Dr. Sutter said he was elated that the high court ruled in his favor. The decision means he finally can move forward with this payment complaint and that he won't be alone in his fight. He hopes the ruling will demonstrate to insurers that physicians have a right to all available legal recourses during payment disputes.
“To hear a ruling of 9-0 just proves that we had a solid case, and that we've done all of the proper [work] to get certified” as a class, he said. “I'm hopeful for a quick and fair settlement to ensure that the predatory practices of certain insurance companies are basically stopped.”
The ruling is a positive one especially for smaller practices and solo physicians who are considering challenging large insurance companies over underpayments, said Larry Downs, the Medical Society of New Jersey's CEO.
“It's definitely difficult for a single physician to have the resources to litigate [such] claims, so this helps balance the power between the parties,” he said. “You have a big insurance company with lots of resources and access to lawyers. They can afford to litigate those claims. But if you can aggregate and make business changes that [impact insurers'] business practices, that's better for doctors and patients.”
In a statement, the American Medical Association said the high court's decision provides a boost to the medical profession's efforts to address unfair corporate policies implemented by some insurance companies.
“This important ruling allows thousands of physicians to use class arbitration against a health insurer that has underpaid them for more than a decade,” said Jeremy A. Lazarus, MD, then AMA president. “Without this broad-scale arbitration, physicians would have no practical means of challenging a health insurer's unfair payment practices.”
Going forward, the decision probably will prompt payers to be more cautious about consenting to the arbitration forum for resolving similar disputes, said California attorney John A. Meyers, chair of the health care law department at Ervin Cohen & Jessup.
“Payers are advantaged by single-claimant disputes, which discourage all but a few well-situated providers and which tend to atomize claims on factual issues and confine favorable results to a single payer, thus increasing the cost of pursuing a remedy in relation to the gain of winning even the fairest claim,” Meyers said in an email.
Because some insurers may opt to change the wording in their future contracts after the high court decision, physicians should take a particularly hard look at their next round of agreements to ensure they understand the language, Downs said.
“Many physicians don't pay as close attention to their contracts as they should,” he said. “They should be reviewing those contract regulations to make sure they can remedy any problems between them and the insurer going forward.”
Some insurance companies already expressly ban class arbitration in their contracts, noted Edith M. Kallas, a New York health law attorney.

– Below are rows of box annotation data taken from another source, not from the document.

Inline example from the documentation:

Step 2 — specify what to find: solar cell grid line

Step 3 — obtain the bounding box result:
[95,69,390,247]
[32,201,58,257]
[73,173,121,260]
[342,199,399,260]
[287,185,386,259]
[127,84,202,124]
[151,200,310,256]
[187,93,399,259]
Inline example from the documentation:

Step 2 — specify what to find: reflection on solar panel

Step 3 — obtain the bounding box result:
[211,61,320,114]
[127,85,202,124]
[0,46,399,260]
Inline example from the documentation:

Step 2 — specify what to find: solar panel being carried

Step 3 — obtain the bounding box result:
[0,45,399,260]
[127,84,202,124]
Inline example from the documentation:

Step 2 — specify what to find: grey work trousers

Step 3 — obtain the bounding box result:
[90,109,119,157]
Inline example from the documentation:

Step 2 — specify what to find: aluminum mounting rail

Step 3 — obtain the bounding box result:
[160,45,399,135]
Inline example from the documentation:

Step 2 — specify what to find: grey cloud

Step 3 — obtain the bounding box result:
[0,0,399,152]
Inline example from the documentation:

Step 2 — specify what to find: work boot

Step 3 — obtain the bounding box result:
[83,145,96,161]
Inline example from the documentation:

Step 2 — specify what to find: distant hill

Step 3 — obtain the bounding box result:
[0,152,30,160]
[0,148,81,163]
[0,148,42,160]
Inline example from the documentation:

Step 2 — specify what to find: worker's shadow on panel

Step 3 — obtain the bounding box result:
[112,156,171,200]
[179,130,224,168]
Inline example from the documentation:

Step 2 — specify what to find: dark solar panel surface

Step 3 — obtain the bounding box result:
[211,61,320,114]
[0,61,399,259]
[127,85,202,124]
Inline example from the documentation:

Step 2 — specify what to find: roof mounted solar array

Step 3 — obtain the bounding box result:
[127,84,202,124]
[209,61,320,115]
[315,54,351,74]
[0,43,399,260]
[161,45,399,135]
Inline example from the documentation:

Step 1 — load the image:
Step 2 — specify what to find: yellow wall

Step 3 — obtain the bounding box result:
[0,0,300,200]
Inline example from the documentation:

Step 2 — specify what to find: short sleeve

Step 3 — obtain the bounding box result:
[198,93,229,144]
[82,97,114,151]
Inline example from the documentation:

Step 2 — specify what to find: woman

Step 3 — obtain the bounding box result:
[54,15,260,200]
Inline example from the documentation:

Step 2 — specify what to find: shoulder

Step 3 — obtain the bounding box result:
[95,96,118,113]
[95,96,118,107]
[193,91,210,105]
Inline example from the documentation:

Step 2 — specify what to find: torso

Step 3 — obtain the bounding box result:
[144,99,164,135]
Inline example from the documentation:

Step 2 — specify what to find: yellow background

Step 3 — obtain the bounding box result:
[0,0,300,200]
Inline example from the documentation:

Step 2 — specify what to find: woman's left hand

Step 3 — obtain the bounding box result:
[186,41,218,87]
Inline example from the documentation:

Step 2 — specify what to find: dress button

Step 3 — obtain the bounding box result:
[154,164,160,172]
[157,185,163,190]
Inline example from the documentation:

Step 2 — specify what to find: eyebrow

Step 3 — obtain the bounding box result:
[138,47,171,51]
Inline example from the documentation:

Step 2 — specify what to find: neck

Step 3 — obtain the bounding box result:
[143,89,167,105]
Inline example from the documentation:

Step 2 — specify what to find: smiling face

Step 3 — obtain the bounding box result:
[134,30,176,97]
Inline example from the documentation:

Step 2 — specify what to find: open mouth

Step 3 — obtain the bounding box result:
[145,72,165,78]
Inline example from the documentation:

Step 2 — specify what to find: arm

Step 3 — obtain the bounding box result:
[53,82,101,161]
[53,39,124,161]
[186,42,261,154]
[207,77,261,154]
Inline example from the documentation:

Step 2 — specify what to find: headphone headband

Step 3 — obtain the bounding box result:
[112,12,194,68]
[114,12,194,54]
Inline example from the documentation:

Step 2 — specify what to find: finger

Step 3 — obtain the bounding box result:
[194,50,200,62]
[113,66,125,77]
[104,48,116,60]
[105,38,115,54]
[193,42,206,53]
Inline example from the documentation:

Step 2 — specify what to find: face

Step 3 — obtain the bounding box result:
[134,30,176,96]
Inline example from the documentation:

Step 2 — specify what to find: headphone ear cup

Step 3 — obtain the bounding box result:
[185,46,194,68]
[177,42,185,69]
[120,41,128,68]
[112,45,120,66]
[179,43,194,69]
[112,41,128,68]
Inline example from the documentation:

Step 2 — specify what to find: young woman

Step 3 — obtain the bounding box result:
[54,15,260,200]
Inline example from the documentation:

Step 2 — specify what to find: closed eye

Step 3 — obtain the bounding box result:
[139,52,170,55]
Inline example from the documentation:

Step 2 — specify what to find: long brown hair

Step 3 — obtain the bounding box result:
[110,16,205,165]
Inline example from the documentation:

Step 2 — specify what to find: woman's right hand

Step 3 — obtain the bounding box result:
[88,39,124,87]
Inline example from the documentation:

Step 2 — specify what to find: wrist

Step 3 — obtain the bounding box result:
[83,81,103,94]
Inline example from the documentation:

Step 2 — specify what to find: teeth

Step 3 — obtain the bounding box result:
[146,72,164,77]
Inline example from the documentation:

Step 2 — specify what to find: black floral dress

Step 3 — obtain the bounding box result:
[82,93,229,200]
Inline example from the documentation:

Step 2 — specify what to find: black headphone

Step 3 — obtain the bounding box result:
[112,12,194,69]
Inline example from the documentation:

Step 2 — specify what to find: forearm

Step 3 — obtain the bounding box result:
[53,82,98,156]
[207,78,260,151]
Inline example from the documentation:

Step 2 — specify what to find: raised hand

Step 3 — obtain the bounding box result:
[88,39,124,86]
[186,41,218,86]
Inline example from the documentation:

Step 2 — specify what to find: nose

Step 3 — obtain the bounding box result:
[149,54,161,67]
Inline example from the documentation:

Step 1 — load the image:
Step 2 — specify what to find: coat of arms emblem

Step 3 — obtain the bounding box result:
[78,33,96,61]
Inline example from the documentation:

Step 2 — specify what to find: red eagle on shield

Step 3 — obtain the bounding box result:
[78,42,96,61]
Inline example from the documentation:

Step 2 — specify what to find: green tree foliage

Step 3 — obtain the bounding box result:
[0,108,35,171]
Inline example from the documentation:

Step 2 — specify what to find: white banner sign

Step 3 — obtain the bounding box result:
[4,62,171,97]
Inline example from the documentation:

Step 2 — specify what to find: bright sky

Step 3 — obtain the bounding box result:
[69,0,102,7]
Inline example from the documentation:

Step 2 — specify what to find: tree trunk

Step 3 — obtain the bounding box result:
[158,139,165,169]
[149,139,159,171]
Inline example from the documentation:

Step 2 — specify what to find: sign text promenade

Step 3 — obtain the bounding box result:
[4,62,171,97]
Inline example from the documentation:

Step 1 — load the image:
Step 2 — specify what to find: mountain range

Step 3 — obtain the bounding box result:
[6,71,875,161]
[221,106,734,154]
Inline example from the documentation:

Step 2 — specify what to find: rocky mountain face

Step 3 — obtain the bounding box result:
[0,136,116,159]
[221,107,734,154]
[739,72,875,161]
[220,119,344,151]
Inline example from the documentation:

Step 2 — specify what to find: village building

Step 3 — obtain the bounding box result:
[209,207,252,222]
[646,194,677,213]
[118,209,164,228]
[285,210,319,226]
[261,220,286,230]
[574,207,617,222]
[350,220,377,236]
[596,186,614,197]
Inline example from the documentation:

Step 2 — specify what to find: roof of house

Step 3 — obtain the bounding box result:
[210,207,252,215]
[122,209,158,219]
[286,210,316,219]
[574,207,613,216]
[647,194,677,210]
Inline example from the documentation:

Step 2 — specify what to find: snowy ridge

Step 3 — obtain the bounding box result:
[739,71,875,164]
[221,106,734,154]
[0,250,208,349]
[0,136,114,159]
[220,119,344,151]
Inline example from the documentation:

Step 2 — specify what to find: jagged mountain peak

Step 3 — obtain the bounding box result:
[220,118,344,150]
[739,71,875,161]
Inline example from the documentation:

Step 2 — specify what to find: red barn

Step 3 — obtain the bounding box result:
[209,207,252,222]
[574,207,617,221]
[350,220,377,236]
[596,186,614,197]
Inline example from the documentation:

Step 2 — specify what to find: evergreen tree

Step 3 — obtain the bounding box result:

She co-wrote the friend-of-the-court brief on behalf of the Litigation Center and the New Jersey medical society. However, doctors can and should argue against such provisions during contract negotiations, she said.
Physicians need “to understand their contractual provisions and the impact these provisions can have on their legal rights,” she said. “If a physician is presented with a contract that contains an arbitration clause with a class arbitration ban, he or she should attempt to negotiate that provision.”
Martinson, with the New Jersey medical society, said she hoped this wouldn't prove to be the trend going forward.
“If insurance companies circumvent the import of the U.S. Supreme Court decision by modifying their contracts to ban class arbitration, then physicians will be deprived of a meaningful dispute resolution mechanism for payment issues,” she wrote in an email. “Physicians have virtually no bargaining power on their fees. That makes it all the more imperative that there be a meaningful dispute mechanism for payment disputes.”